You don’t necessarily have to use your keys to lock it. If you push the button to lock it, and then while you’re closing it you hold in the button on the door handle (the button you use to open the door from the outside) then it won’t unlock, it will stay locked after you close it. I think that was a pretty common thing with old cars with push-button handles.

http://www.ebay.com/itm/ws/eBayISAPI.dll?ViewItem&_trksid=p4340.l2557&hash=item53ebe8cd52would+this+help%3F&item=360440188242&nma=true&pt=Motors_Manuals_Literature&rt=nc&si=KpH90AqVCKdeJYyRjoyO2K4Pls8%253D&vxp=mtr&orig_cvip=true&rt=nc

this guy has the electrical plans, with an easier color code to follow than black/white manuals

@tmh oh i did not know that thank you very much :slight_smile: thats alot eaiser hahah
and @johnboy thank you a ton!!! that is exactly what i am looking for and with the color coated that will make it a million times easier!!! :slight_smile:

so how hard is it to restore the intierior panels? cause mine are pretty rough but i dont have enough to buy new ones any suggestions?

“New” ones aren’t available for first gen cars, if you’re talking about the door panels.
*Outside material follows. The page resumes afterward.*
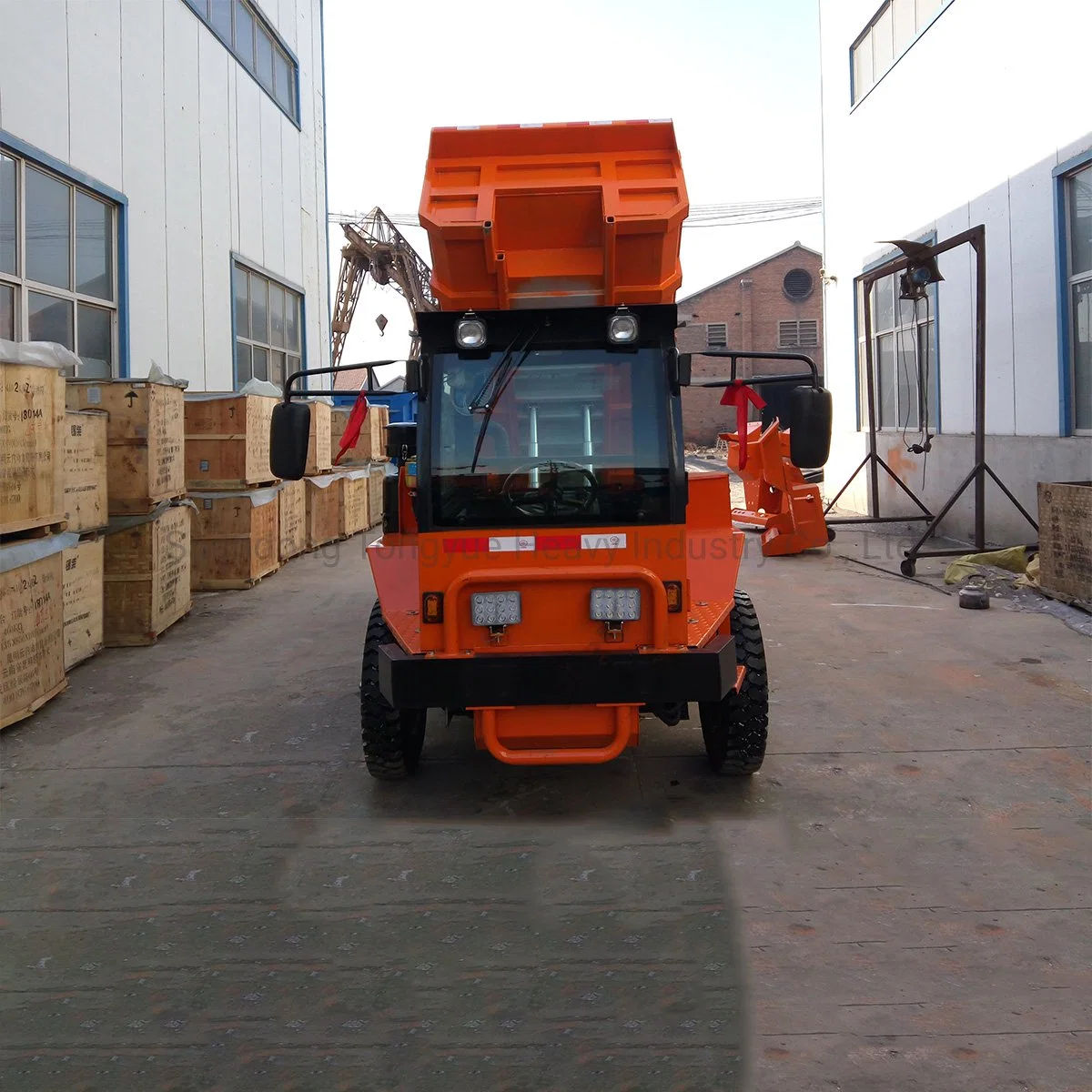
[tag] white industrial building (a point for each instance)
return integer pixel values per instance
(940, 115)
(163, 185)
You might be able to find used “better” ones from WCCC, or Ebay, etc. Otherwise, your choices are full-blown customs, or, re-dye the existing ones. The vendors carry vinyl dye’s to “match” your interior. On mine, I dyed from blue to black…but customs are in the future.

I have just been cleaning up mine but i may take them in to a detailer and have them really clean them, then i dont think they will be to bad and then they will be original as well,

I used black vynil paint. Origionally mine were white. It holds up pretty darn good. Scratches off here and there over time but I just paint em again ha. It is only temporary right now but made them look 1,000 times better.